Trustworthy Web Sites

Can you believe that patients find their plastic surgeon online?   Isn’t that just wild?  Well, not really considering how many people find their spouses online.  And  I, myself, found my fabulous Aussie/Border Collie, Stella, online.  It’s a wild world wide web out there with lots of great information but also a lot of mis-information (driven by ignorance) and even dis-infomation (driven by malice, greed, sloth or one of the other 7 deadly sins).

With over bajillion  World Wide Web sites and the internet expanding every day, it may be difficult to know where to go for legitimate Web sources. I would like to help you evaluate the health information that you find online. A great resource for all plastic surgery patients to get started with is the American Society of Plastic Surgeons’ Website and the website of the American Society for Aesthetic Plastic Surgery.   All the members of these two organizations are fully trained, real meal deal plastic surgeons who are certified by the American Board of Plastic Surgery which is the ONLY REAL PLASTIC SURGERY BOARD.   Don’t be fooled by a fancy website!

There are methods for checking for the legitimacy and accuracy of a Web site.  Information with scientific based evidence and that is reviewed by multiple experts in that field will be more reliable. An organization which promotes useful and reliable online medical and health information is called “The Health on the Net Foundation”. This foundation allows you to search a subject through only HON-accredited Web sites.

The HON accredited Web sites must meet 8 accrediting criteria: the author is medically trained, the information compliments a doctor patient relationship rather than replacing one, your privacy is maintained, all sources are sited to allow for verification and further reading possibilities, all claims are backed up with evidence, the information is clearly displayed, funds for the web site are clearly disclosed, and the advertising is distinguishable from the article content.

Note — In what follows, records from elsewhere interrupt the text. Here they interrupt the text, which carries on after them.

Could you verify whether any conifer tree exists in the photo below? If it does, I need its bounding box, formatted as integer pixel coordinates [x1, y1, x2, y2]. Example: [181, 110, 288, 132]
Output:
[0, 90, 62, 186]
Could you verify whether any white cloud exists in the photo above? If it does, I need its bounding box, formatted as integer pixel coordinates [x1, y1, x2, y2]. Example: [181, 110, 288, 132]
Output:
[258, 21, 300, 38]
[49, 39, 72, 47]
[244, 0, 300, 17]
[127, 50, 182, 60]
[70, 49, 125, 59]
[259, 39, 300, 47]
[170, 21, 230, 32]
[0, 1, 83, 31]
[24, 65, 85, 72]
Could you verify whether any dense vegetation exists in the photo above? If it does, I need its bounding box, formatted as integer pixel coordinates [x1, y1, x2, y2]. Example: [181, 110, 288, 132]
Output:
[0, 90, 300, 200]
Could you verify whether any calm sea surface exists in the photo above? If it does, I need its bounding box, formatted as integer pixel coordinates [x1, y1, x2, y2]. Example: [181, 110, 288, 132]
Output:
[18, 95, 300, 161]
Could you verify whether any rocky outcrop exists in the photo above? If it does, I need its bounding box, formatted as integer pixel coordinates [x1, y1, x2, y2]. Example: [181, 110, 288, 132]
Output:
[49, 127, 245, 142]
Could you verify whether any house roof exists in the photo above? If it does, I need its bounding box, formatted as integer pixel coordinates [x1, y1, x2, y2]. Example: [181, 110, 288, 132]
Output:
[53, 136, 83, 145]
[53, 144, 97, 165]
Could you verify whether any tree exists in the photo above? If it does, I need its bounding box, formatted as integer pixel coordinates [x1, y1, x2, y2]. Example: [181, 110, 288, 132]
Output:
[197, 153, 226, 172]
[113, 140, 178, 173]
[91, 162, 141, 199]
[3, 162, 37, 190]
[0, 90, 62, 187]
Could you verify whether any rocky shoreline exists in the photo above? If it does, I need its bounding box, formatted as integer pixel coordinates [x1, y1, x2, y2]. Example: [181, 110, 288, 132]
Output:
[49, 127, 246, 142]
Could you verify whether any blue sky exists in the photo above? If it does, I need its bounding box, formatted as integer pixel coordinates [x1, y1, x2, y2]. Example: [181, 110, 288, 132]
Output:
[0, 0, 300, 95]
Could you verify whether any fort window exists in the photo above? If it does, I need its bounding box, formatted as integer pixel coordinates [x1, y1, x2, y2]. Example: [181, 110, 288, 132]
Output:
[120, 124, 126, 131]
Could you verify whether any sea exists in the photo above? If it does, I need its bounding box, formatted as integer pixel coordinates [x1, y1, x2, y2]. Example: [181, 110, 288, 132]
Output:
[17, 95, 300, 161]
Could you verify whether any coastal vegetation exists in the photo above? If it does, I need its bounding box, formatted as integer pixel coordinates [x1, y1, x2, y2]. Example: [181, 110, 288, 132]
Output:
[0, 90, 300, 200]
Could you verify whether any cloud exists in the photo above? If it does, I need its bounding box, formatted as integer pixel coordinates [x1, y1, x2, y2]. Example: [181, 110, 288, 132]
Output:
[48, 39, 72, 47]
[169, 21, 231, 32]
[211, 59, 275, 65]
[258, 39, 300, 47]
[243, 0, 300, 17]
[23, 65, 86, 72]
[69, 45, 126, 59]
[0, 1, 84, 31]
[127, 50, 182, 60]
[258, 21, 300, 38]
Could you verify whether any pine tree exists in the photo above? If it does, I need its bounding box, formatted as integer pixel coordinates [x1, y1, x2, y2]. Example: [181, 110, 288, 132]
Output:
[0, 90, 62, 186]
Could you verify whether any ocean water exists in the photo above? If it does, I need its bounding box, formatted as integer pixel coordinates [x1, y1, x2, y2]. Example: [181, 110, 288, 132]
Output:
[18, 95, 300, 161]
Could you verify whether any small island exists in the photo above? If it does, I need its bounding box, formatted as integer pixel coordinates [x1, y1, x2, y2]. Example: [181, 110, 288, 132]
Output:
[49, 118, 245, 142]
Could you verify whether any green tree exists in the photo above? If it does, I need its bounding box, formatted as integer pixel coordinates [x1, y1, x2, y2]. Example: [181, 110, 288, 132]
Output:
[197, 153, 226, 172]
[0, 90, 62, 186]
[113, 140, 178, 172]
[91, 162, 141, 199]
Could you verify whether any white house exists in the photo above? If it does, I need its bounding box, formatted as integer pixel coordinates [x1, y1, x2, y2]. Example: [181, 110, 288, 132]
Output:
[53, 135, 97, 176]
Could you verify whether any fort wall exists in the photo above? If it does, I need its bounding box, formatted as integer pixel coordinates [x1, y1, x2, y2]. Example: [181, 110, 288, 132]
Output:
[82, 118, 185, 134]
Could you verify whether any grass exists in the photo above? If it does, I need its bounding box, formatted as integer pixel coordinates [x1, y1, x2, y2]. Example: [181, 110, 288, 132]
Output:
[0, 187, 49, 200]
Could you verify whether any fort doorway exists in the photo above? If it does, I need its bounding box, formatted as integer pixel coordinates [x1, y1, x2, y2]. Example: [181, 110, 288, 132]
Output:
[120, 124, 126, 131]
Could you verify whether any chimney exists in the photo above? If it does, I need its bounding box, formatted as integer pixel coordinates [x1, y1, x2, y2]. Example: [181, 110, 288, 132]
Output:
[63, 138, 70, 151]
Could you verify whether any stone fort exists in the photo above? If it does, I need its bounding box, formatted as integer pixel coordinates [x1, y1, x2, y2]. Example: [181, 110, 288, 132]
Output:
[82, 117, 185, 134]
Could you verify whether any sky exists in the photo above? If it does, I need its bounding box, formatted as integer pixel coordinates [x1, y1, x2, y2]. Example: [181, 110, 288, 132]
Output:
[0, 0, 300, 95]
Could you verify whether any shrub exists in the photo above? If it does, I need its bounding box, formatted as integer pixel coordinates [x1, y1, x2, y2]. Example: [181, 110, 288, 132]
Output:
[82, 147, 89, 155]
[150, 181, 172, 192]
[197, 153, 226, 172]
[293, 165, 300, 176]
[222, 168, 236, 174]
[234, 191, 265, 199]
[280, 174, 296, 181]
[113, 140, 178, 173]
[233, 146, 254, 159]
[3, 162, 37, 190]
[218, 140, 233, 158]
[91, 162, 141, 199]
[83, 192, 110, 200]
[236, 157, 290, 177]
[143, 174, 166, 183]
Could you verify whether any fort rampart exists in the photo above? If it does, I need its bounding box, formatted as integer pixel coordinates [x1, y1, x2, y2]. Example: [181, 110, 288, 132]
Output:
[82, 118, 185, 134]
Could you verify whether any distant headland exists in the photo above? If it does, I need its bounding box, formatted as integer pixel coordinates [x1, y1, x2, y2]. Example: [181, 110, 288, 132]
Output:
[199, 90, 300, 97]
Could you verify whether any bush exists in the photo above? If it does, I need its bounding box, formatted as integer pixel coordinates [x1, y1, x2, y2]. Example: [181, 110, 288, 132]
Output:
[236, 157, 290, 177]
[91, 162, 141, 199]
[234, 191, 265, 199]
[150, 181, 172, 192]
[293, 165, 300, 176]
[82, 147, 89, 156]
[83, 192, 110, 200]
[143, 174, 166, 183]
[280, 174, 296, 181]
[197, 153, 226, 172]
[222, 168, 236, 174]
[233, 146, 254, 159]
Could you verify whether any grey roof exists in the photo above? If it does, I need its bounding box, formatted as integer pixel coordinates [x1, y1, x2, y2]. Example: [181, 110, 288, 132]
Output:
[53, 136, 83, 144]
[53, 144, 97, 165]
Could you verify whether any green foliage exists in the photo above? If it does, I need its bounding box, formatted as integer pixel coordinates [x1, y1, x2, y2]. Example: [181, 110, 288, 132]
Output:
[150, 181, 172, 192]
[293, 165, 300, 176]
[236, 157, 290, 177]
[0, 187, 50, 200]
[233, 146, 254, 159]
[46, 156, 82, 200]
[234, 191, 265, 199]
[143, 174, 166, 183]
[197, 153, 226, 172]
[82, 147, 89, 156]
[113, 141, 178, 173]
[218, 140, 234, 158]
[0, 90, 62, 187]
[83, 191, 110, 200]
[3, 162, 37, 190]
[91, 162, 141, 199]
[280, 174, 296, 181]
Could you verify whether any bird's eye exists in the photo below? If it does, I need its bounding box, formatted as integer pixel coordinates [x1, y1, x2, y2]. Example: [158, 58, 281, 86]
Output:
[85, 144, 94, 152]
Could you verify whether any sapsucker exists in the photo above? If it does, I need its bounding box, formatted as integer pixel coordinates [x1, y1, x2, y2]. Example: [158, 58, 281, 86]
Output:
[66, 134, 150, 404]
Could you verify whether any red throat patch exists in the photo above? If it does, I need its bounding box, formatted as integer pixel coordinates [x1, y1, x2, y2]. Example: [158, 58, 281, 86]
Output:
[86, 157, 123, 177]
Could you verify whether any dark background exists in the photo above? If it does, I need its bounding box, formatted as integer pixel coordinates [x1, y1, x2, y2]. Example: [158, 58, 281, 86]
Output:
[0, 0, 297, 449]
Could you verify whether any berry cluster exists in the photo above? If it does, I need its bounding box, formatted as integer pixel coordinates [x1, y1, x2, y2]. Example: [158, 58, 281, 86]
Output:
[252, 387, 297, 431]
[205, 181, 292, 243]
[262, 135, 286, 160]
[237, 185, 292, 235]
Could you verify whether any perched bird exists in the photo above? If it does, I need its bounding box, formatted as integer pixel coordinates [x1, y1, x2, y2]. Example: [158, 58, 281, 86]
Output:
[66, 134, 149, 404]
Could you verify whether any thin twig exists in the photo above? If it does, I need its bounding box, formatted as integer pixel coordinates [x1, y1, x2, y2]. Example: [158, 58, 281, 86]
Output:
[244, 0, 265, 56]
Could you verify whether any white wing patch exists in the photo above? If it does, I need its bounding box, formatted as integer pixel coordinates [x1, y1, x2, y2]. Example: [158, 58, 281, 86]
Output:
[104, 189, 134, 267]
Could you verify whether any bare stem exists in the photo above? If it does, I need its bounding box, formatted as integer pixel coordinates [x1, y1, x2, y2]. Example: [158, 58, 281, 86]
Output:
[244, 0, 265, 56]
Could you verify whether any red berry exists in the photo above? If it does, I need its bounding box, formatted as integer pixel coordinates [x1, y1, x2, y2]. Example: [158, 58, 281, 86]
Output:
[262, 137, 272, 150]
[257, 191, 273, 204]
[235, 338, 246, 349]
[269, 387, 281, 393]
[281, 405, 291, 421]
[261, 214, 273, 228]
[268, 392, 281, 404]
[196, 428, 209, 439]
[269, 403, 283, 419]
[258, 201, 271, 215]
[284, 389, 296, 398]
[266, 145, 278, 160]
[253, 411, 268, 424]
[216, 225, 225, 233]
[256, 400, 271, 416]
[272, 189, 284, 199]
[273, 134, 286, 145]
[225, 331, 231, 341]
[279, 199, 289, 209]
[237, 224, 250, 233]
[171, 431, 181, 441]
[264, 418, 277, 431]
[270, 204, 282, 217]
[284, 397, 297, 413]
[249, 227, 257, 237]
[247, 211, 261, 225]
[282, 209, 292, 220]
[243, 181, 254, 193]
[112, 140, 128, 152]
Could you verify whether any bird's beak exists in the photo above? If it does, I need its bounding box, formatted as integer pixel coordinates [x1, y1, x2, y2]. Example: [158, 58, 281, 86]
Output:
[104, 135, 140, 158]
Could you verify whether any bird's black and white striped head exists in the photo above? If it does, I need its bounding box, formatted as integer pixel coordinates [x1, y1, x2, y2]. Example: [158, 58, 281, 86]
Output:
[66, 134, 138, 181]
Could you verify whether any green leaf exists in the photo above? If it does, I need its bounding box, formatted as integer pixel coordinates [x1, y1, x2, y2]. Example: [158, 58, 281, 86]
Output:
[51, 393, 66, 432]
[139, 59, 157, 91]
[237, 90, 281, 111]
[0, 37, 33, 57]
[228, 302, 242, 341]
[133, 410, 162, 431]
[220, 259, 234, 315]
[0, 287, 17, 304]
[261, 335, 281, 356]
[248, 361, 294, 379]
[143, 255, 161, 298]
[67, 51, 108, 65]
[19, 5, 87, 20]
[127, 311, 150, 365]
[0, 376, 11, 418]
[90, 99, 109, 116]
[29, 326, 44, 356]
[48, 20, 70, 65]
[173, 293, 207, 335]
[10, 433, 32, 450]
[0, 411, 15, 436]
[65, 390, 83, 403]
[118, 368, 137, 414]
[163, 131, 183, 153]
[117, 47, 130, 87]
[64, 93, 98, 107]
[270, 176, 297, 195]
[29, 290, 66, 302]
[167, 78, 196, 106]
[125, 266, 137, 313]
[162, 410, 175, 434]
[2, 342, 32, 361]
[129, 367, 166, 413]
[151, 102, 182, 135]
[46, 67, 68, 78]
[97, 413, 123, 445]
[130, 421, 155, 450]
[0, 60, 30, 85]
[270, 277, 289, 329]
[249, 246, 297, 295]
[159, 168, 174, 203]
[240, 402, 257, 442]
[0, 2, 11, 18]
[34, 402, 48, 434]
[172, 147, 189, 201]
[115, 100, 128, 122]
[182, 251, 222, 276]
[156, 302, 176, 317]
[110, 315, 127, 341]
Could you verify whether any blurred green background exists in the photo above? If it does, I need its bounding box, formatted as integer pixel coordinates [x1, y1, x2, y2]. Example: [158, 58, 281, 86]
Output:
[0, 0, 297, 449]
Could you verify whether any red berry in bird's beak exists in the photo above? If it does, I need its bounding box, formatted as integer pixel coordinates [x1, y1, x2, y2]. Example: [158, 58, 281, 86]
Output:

When obtaining Web site information, I recommend  that you evaluate the following:

  • Organization Reputation
  • Who produced the site?
  • What is the stated purpose of the site? Are they trying to sell you something, rather than educate you?
  • Funding Sources. Does the website have a bias that is financially motivated?
  • When the information was last updated or reviewed?
  • Writing Quality (clear, balanced, correct grammar).

One resource that I use myself is the Cochrane Collaboration.  This is a non-profit group that critically looks at what sometimes passes for research.  For example, if a “scientific study” of a certain gizmo that magically melts fat is written by a researcher who is paid big bucks by the manufacturer of the certain gizmo that magically melts fat, Cochrane will point out that conflict of interest.

I really like the Mayo Clinic website.  It has great information on a wide range of health issues.  It’s the first place I go when I have a patient with a problem I have never heard of or have forgotten about (medical school was a long time ago!).

Online discussion forums such as RealSelf  provide good comments, ideas, advice and entertainment but the information can also be false, mean spirited, and doubtful. Always consider the source and discuss any concerns or ideas for your care with your surgeon.   If you are my patient and I find you going onto RealSelf instead of talking to me, I just might get a little cranky!

So surf away but surf safely!

Many thanks to Laurie Brenner, R.N. for researching this topic and helping with this guide. You rock, Laurie!